Some hardcore horror fans must have certainly been left cold by the film’s middle act, a practical and digital craft showcase where the greatest effect is Campbell’s sheer commitment to clownery. In quick succession, he’s knocked around by Lilliputian versions of himself, an Evil Ash that grows out of his shoulder and into a Witch-King-esque Big Bad, and weenie slap-happy skeleton hands. The movie struggles to pick up steam for its big castle-siege climax after this, not dwelling on the conflict of Ash’s self-absorbed mission to get back to S-Mart with any real dramatic clout.

But man, is it funny to see a skeleton get merked by an exploding arrow, his death scream sounding like nothing more than a suburban dad stubbing his toe.

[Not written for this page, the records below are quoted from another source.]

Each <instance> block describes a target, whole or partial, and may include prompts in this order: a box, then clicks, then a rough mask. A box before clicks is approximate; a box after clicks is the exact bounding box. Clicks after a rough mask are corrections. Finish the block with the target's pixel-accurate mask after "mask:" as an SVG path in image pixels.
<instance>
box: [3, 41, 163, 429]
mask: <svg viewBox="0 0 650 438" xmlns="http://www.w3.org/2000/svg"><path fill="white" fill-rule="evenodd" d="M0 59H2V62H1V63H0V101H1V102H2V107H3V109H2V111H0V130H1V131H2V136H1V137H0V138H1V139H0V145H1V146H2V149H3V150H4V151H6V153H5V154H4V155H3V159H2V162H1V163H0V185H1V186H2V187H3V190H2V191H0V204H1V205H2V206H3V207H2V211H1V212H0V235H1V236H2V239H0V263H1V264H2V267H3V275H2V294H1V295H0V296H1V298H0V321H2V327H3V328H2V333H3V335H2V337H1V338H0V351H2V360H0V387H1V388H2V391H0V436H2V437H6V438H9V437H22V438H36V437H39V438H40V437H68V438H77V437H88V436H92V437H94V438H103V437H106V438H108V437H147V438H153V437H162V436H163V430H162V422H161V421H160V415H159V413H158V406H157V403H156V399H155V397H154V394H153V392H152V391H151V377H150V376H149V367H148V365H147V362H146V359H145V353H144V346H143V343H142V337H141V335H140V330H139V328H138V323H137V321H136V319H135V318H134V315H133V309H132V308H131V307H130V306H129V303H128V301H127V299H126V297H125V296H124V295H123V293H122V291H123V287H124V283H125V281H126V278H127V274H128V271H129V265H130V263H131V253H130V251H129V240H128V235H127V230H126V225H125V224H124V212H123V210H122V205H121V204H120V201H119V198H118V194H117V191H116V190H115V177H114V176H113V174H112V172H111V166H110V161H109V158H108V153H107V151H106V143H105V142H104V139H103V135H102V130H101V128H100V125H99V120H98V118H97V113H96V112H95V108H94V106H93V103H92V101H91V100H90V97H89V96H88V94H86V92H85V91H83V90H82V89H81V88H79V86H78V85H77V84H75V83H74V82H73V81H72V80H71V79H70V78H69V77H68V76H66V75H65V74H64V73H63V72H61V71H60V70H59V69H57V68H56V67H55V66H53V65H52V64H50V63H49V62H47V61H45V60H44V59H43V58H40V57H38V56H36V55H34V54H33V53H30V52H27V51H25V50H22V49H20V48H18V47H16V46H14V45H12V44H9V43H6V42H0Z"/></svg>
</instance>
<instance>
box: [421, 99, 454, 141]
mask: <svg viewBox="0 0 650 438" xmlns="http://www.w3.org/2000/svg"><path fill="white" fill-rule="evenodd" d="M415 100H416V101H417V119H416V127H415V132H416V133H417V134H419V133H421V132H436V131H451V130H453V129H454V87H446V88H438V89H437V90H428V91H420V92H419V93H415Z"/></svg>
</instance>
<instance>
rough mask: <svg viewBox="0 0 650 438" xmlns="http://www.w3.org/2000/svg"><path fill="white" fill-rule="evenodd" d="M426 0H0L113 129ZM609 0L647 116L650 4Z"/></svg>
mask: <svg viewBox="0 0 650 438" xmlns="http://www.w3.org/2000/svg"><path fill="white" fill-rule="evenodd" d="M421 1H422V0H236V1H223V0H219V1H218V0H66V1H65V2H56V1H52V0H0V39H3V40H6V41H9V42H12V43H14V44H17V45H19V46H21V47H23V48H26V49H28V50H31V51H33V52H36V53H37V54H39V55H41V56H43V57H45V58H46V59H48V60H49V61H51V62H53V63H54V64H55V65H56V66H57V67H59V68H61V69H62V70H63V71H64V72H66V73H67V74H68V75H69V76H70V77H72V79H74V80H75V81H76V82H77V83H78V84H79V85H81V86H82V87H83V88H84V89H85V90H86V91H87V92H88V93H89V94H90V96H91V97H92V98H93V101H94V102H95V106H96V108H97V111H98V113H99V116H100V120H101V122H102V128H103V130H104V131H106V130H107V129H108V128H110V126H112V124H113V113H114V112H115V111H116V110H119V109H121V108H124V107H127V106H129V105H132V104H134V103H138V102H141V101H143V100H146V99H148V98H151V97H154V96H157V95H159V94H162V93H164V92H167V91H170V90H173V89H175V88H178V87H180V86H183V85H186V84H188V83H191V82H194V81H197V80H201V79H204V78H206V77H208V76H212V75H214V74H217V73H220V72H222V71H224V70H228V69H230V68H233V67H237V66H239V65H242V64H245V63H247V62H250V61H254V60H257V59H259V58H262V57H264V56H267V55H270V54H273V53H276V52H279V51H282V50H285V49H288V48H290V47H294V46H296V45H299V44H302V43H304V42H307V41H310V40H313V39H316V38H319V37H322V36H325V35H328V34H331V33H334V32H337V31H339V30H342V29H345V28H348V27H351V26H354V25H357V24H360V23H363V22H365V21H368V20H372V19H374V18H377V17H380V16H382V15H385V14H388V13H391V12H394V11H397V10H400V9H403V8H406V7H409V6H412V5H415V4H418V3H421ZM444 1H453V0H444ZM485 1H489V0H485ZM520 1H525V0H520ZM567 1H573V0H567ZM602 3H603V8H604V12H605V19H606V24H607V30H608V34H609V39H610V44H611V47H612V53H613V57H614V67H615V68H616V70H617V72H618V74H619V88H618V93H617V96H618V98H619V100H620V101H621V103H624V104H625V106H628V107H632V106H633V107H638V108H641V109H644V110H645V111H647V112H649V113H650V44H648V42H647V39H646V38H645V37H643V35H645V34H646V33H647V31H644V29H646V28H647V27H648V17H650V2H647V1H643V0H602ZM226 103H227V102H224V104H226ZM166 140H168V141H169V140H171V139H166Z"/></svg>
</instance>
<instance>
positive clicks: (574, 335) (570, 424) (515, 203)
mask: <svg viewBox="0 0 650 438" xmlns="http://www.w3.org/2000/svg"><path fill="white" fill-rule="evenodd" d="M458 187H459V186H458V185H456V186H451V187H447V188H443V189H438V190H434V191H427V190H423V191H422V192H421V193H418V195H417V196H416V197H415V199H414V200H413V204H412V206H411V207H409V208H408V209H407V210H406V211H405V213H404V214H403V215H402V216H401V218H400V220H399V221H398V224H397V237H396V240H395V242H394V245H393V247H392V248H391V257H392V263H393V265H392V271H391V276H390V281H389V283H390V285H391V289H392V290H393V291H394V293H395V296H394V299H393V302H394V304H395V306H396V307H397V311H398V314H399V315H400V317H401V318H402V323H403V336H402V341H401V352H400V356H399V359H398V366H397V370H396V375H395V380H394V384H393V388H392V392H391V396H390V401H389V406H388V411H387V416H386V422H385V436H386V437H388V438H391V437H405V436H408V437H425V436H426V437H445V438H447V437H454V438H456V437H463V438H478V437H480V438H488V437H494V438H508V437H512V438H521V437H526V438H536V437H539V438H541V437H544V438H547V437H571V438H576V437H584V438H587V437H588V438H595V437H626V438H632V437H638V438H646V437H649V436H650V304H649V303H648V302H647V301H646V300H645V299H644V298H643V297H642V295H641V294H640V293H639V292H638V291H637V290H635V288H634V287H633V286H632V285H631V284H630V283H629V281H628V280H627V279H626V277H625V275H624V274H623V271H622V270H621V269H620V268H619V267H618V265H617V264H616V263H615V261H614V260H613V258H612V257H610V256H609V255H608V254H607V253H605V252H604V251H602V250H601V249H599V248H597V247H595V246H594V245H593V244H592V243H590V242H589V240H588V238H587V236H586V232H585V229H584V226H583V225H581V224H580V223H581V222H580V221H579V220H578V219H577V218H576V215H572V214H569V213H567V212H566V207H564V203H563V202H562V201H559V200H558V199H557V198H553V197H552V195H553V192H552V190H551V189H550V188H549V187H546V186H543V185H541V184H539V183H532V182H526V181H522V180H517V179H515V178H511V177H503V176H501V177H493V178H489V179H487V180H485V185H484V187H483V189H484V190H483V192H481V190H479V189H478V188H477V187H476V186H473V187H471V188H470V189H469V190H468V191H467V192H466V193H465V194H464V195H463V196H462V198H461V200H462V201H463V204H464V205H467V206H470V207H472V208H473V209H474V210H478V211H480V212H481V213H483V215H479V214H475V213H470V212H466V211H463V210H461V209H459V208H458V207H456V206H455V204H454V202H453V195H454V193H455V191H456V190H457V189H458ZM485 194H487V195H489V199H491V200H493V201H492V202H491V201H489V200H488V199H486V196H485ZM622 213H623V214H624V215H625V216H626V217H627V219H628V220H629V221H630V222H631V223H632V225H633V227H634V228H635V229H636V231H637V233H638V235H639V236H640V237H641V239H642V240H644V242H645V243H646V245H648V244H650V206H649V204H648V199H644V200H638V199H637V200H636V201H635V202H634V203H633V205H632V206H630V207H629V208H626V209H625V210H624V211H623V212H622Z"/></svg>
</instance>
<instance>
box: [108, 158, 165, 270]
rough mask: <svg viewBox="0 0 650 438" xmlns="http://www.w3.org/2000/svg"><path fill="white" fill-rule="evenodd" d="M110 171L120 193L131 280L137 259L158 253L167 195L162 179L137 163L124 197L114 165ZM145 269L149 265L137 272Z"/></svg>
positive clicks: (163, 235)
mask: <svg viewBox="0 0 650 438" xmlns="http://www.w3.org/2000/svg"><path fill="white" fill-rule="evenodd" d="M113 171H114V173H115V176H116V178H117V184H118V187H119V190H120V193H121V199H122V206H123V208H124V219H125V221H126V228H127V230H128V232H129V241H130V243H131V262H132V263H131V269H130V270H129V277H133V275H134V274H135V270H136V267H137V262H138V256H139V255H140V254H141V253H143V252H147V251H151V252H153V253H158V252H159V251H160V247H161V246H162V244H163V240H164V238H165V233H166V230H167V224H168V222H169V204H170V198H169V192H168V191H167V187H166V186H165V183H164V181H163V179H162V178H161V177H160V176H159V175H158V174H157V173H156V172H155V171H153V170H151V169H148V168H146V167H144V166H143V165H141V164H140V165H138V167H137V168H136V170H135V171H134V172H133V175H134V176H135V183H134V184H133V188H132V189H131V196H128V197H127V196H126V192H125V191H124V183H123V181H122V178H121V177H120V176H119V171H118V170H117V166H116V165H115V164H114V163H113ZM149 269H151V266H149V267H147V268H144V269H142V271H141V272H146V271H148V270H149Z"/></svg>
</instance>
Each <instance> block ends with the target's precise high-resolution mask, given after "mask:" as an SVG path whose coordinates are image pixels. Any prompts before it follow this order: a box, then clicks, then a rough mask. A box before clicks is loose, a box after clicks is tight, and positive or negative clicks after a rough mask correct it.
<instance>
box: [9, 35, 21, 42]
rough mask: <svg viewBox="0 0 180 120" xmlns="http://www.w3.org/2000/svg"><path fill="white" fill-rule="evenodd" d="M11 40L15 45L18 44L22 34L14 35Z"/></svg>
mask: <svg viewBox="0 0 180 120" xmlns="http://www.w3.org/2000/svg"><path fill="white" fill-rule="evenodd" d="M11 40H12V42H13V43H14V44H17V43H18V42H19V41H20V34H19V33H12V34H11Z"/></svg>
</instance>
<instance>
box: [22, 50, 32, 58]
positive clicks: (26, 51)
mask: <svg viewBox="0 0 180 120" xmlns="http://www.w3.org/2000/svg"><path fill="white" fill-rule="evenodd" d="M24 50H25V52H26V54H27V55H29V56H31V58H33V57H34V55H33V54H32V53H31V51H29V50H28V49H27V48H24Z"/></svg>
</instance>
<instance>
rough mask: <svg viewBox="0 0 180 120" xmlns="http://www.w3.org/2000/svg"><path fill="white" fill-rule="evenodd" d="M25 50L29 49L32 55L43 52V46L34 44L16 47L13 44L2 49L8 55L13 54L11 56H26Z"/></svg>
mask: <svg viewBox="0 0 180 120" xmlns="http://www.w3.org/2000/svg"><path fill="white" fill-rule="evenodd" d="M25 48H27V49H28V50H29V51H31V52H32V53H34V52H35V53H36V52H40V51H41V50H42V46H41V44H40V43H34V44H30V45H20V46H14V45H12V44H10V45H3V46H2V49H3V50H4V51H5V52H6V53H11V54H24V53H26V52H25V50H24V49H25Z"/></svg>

By leaving that cabin for a broader landscape and much bigger budget, Raimi got to flex the action storytelling muscles he’d already proven with Darkman, and would peak at with the Spider-Man trilogy.

The abrupt final action scene was a post-production order from Universal Studios, and I gotta say that the brainless studio fat-cats made the right call this time. Raimi had originally planned for Ash to overdo his journey back to the present day, and to wake up in a post-apocalyptic future (“I slept too long!!”), but that was vetoed in favour of a happy ending: Ash consolidated as horror’s smirking, hyper-capable, human butt chin. He gets the gun, a new nameless girl, and a Comic-Con-ready punchline (“hail to the king, baby”).

A bit of everything, much like Army of Darkness itself—the only horror sequel where you get a live-action cartoon revving up Monty Python’s Holy Grail with a fricking awesome chainsaw hand.